Are Rent-to-Own Homes a Good Idea?
Few home buyers are able to purchase a home without going through the traditional route of securing a necessary mortgage. For first-time homebuyers, the process can be more difficult as lenders will want to see a solid credit history before issuing any loan. In most instances, all that exists is a rental history. For those with no credit, bad credit, or not enough saved for a down-payment, other alternative paths to home ownership become more appealing. One such alternative is what’s known as a rent-to-own.
A rent-to-own situation is an agreement that exists between a landlord and a renter (lessor/lessee) to enter into a contract for the purchase of a home at a future date that stipulates the right or obligation to buy. If a renter decides to move forward with this route, how does the process work? What are the associated risks?

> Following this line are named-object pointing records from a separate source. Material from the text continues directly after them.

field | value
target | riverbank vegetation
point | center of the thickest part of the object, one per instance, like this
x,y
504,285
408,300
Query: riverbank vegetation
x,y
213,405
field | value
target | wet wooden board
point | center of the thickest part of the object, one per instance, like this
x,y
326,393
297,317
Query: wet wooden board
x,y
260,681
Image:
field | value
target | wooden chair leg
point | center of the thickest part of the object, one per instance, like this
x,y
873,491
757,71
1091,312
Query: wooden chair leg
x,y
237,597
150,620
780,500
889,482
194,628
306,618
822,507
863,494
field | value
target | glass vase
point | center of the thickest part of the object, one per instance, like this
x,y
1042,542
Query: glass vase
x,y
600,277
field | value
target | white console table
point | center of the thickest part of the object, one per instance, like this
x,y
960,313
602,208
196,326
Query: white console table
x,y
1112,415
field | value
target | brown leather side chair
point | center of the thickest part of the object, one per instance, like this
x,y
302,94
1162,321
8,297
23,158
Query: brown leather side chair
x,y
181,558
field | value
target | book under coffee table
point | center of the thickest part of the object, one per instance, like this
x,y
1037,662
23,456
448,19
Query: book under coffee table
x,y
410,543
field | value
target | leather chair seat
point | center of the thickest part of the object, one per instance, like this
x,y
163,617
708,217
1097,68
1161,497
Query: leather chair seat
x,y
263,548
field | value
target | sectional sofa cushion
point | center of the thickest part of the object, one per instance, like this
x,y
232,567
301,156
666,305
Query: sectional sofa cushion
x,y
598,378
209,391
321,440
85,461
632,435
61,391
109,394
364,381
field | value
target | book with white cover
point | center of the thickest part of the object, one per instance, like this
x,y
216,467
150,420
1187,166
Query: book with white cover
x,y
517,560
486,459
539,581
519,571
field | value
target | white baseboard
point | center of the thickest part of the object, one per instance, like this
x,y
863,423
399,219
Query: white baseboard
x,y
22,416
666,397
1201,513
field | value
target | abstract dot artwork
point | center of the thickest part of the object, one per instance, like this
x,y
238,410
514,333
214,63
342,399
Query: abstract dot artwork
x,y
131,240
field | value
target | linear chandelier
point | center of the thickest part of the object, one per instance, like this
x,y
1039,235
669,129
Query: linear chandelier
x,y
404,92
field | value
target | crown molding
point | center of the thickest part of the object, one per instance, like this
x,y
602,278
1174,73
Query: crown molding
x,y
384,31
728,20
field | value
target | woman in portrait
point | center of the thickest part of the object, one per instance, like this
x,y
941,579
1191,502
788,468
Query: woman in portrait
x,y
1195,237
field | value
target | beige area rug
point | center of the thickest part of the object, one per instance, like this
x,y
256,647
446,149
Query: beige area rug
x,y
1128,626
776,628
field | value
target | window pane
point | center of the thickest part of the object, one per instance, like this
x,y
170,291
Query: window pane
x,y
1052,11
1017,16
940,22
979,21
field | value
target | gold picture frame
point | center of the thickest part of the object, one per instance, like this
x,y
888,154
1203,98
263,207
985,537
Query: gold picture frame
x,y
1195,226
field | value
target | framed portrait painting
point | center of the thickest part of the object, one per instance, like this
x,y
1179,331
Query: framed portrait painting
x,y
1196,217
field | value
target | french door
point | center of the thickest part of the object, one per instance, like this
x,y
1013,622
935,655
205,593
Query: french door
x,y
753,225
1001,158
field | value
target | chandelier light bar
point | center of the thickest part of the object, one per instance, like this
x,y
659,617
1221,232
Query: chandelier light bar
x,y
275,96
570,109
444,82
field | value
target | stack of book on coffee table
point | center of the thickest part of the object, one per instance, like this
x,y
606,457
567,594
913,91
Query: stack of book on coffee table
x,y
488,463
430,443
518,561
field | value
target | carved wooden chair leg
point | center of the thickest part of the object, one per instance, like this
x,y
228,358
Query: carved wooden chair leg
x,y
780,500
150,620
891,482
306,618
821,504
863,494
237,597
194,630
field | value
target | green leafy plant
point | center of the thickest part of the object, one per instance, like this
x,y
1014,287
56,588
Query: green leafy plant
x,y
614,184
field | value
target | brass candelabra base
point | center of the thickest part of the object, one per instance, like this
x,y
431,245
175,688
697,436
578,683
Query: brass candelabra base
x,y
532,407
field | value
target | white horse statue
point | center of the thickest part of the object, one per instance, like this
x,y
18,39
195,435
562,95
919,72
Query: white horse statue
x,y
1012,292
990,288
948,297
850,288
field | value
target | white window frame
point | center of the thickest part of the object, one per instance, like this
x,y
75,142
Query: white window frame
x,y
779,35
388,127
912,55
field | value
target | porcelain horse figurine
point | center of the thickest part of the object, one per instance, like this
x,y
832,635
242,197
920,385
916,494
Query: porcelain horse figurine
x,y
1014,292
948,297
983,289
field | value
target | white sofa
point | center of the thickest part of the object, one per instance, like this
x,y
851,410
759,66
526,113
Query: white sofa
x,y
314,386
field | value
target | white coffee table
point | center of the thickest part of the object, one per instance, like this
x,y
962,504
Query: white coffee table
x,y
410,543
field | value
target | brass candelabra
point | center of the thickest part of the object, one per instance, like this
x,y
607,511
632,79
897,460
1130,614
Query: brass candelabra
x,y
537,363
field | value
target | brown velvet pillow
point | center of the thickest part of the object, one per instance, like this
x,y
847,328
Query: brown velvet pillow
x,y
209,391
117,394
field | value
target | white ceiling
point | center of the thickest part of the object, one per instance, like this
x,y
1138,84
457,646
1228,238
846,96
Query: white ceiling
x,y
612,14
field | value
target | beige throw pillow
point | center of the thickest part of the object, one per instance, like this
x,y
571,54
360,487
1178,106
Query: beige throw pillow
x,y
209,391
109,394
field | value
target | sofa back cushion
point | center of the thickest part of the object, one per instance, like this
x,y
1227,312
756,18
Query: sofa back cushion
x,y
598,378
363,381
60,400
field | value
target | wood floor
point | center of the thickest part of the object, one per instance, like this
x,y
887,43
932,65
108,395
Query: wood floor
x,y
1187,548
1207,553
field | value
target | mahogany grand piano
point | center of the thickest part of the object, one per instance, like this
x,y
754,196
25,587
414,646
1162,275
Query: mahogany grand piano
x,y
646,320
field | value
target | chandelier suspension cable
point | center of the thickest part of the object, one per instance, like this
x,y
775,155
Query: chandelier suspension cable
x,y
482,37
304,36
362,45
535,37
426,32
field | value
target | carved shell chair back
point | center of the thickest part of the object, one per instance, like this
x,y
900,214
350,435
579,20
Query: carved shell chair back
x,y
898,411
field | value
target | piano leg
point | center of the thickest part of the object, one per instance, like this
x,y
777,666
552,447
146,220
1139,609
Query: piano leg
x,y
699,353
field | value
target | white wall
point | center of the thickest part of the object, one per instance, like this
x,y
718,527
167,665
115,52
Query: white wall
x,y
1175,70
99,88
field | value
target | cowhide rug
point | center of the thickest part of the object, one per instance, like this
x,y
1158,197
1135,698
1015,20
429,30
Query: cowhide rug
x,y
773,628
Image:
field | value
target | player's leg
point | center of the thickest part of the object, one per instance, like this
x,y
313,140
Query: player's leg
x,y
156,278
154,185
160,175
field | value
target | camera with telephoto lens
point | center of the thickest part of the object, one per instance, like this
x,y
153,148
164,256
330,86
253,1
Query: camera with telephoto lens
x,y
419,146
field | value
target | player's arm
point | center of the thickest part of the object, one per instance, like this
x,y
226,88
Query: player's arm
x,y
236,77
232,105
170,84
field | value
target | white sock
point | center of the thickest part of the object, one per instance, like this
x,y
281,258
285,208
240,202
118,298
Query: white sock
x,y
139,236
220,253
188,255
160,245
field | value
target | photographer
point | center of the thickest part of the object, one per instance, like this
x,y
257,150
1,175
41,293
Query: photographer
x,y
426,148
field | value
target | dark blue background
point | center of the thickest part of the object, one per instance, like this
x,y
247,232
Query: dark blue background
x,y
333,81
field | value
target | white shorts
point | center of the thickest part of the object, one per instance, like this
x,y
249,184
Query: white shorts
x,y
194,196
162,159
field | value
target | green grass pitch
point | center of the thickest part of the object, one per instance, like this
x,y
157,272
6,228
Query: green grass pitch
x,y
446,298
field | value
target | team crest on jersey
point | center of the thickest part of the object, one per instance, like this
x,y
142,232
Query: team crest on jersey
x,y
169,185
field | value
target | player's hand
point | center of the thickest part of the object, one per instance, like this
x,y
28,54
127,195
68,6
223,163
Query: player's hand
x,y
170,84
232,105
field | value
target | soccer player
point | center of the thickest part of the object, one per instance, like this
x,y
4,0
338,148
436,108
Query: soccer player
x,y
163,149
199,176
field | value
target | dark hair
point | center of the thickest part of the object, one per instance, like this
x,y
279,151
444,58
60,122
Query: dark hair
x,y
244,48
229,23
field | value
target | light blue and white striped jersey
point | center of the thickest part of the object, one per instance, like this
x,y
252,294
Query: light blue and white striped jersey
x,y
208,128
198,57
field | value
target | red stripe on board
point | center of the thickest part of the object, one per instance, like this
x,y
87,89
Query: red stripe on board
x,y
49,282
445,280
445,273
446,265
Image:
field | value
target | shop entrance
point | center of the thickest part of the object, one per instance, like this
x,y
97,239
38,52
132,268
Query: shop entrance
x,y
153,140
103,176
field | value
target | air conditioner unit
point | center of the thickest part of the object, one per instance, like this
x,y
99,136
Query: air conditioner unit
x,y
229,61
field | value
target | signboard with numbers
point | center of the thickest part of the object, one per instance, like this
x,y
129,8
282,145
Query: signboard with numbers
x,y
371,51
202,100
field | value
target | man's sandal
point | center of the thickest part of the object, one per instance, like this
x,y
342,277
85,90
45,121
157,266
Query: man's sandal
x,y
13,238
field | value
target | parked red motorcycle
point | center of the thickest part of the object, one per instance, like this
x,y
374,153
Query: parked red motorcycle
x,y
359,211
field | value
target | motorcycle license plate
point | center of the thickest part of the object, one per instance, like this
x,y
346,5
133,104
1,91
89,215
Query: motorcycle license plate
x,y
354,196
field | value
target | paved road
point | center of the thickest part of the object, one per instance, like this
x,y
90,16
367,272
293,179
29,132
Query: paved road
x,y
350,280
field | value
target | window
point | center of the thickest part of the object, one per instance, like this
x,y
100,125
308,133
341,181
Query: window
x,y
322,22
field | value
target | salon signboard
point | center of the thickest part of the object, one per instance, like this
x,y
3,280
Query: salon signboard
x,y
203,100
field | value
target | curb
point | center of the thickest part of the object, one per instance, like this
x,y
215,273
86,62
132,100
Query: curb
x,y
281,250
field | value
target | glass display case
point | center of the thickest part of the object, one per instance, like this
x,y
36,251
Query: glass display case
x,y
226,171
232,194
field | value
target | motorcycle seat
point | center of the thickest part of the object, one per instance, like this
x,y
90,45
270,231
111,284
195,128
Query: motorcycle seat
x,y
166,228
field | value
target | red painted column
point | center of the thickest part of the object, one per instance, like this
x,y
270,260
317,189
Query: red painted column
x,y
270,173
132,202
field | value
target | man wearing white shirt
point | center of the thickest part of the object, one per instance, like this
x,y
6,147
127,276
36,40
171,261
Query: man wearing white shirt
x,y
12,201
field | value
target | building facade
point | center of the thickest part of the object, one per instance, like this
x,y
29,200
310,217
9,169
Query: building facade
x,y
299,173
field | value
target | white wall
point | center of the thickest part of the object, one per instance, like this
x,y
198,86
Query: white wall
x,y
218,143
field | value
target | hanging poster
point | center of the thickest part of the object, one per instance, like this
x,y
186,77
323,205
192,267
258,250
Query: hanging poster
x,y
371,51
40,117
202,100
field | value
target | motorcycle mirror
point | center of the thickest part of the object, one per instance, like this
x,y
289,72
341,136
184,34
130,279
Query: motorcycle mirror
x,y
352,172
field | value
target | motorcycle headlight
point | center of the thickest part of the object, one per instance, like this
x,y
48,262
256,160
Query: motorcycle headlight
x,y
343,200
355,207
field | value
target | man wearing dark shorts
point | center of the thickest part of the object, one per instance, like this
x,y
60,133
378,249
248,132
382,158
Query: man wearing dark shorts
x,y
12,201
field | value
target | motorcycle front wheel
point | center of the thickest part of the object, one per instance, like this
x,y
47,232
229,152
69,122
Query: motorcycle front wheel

The Process of Rent-to-Own
In a rent-to-own contract, the renter agrees to pay a one-time, nonrefundable fee also known as an “option fee”, usually between 2.5% and 7% of the purchase price. This is what gives the renter the option to buy after a set lease term.
The renter pays further monthly rent as they would under a standard lease, but a percentage can be negotiated and used as deposits toward the purchase price. The lessor can also charge a higher than market rent and apply the difference towards the purchase. Sometimes, no rent will be applied, and the renter can simply get the first right to purchase.
The additional part of the process is the option for the renter to purchase when they are ready or when the contract expires. It’s important to fully understand a contract as some come with a very-risky obligation to purchase, while others simply provide the option or right to buy.
The contract usually sets the price at current market value or higher to account for future market expectations. These can be structured by the lessors/landlords to include built-in increases for every year of a lease.
If the renter exercises the option to buy, they will still need to use traditional methods to secure a mortgage. Under a lease-option, the renter can still choose to walk away, though any money paid to that point will be forfeited. Lease-purchase contracts still stipulate the renter’s obligation to purchase, whether they can afford to or not.
Rent-to-own agreements can be ideal for those who want to move into a particular home but for various reasons, are not ready to purchase. However, they are not for everyone and potential candidates should do the necessary research to make sure such agreements make financial sense.